Life takes us sometimes, grabs us tightly around the waist, turns us upside down, and shakes us until we are mere shadows of what we once were. Then, just as abruptly, it sets us back in an upright and locked position, only without everything solidly locked back into place.
This is when healing and growth takes place.
It’s hell.
Some of us heal faster than others with the kindness of strangers bestowed upon us. Strangers who find all that which we’ve lost and gift us new things we need to deal with this new “self” we’ve been gifted.
Some of us, even with the kindness of strangers, don’t heal as fast. That’s okay too. It’s frustrating but we are all on our own journey. Your journey will not look like her journey or his journey or even my journey. Sure, we can sit around a campfire, compare notes, and possibly even realize we have some things in common but ultimately, we are all on our own island, struggling to survive.
Technology has made it easier to connect between these islands and created a virtual campfire.
But it’s also made it easier for those who don’t support us to fling vicious words our way as we share and reach out for the support we so desperately need.
So we find ourselves stuck.
Stuck between needing to reach out to those like us and not wanting those who don’t understand to turn our cries for support into fodder for their attacks.
We may freeze. We may get silent, watchful, worried, allow the fear of attack to keep us from fully healing. Until.

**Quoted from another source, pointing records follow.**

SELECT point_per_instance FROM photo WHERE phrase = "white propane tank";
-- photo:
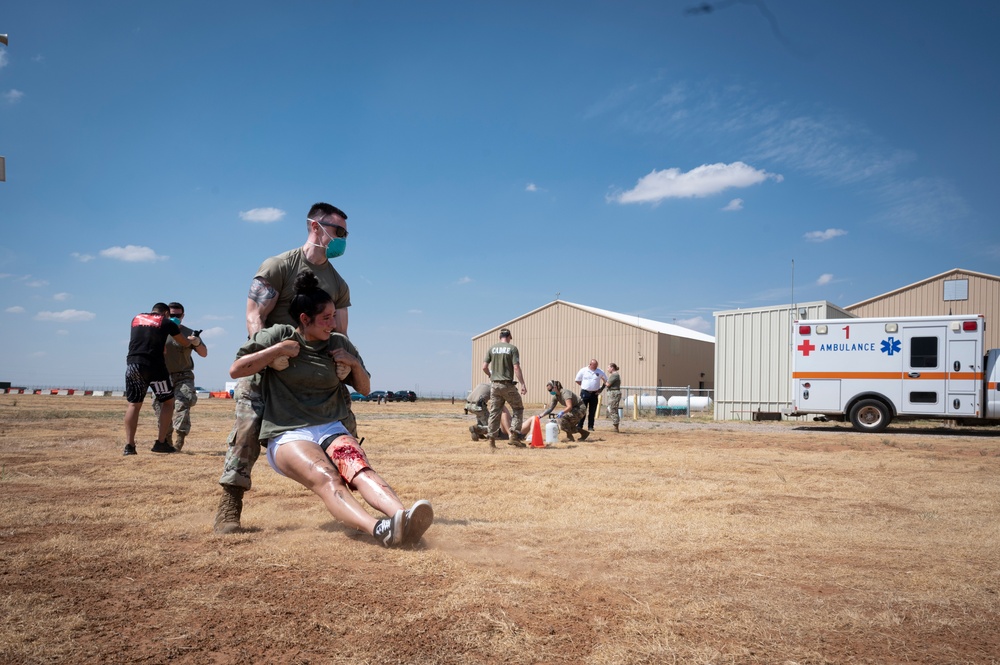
(551, 432)
(698, 402)
(646, 401)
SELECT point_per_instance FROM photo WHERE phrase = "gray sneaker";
(416, 520)
(161, 447)
(389, 531)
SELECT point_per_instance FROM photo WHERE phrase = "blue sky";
(648, 158)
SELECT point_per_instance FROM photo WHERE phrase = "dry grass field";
(673, 542)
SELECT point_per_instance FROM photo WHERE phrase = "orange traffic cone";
(536, 434)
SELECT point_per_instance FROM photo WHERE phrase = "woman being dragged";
(303, 409)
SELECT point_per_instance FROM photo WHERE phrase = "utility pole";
(3, 161)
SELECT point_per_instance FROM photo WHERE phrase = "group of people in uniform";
(489, 401)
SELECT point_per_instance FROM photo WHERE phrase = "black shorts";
(139, 377)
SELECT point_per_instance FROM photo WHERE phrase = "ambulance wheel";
(870, 415)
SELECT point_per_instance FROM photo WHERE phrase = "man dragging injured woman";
(302, 412)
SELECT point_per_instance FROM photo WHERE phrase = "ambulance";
(875, 370)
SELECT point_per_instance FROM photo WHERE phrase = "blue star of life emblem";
(891, 346)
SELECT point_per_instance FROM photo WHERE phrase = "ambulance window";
(923, 352)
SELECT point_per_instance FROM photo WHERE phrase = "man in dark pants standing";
(591, 380)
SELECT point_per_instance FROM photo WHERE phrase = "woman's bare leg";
(376, 492)
(307, 464)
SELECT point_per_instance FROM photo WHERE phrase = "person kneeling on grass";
(302, 412)
(573, 413)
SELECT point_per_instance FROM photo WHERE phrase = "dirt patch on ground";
(671, 542)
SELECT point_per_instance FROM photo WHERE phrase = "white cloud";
(823, 236)
(262, 215)
(65, 316)
(704, 180)
(213, 333)
(697, 323)
(132, 254)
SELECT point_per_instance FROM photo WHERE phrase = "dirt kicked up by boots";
(227, 518)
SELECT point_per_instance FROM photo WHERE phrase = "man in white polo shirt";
(591, 380)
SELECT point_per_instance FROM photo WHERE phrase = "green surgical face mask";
(336, 248)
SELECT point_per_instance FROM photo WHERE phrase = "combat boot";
(227, 518)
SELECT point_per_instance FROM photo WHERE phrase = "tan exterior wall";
(684, 362)
(926, 298)
(555, 341)
(753, 357)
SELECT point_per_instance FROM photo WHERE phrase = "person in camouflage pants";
(502, 365)
(271, 293)
(573, 413)
(613, 398)
(181, 368)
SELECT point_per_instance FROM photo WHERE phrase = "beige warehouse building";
(559, 338)
(954, 292)
(753, 346)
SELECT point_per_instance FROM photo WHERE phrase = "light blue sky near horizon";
(633, 156)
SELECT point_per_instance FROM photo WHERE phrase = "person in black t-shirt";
(146, 368)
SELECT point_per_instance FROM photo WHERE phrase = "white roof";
(647, 324)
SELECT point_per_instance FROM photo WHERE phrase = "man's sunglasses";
(339, 231)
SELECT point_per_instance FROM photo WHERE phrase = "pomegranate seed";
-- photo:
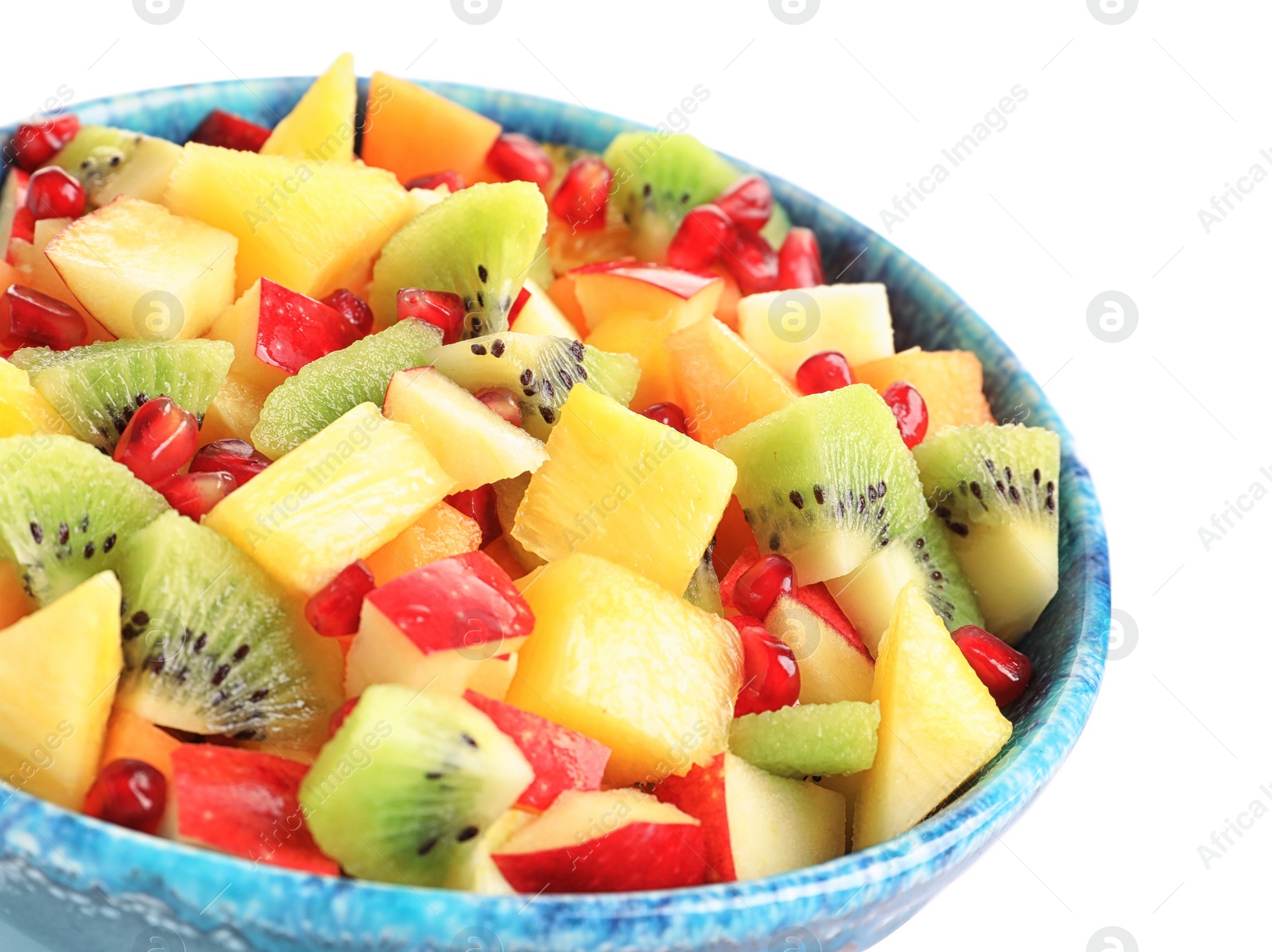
(502, 402)
(233, 457)
(752, 262)
(583, 195)
(758, 587)
(129, 793)
(55, 193)
(1004, 670)
(770, 679)
(911, 412)
(336, 609)
(354, 309)
(194, 494)
(442, 309)
(36, 142)
(799, 262)
(40, 320)
(704, 238)
(748, 203)
(517, 158)
(449, 178)
(158, 441)
(822, 373)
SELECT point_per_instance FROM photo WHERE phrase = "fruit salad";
(410, 500)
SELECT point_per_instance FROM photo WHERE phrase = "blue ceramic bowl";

Until we realize that it’s OUR STORY, our life, our journey. We inhale, brace ourselves, and begin to speak up. Maybe a whisper at first, but eventually it turns into a rebellious yell as we realize we are above those who would grab us and keep us down, that in order to heal, we must learn to shake off the chains of that which has held us down in the past.
It’s important for us to give ourselves permission to be that which we think others won’t let us be as we move forward. No one has the right to tell you who you are…aside from yourself. One of my favourite quotes is from Eleanor Roosevelt: “No one can make you feel inferior without your consent.”
No more complicit participation in accepting that I am anything less than ME – a mental health advocate, a Mom, a girlfriend, a woman, a daughter, a sister, and someone searching for herself in the wind.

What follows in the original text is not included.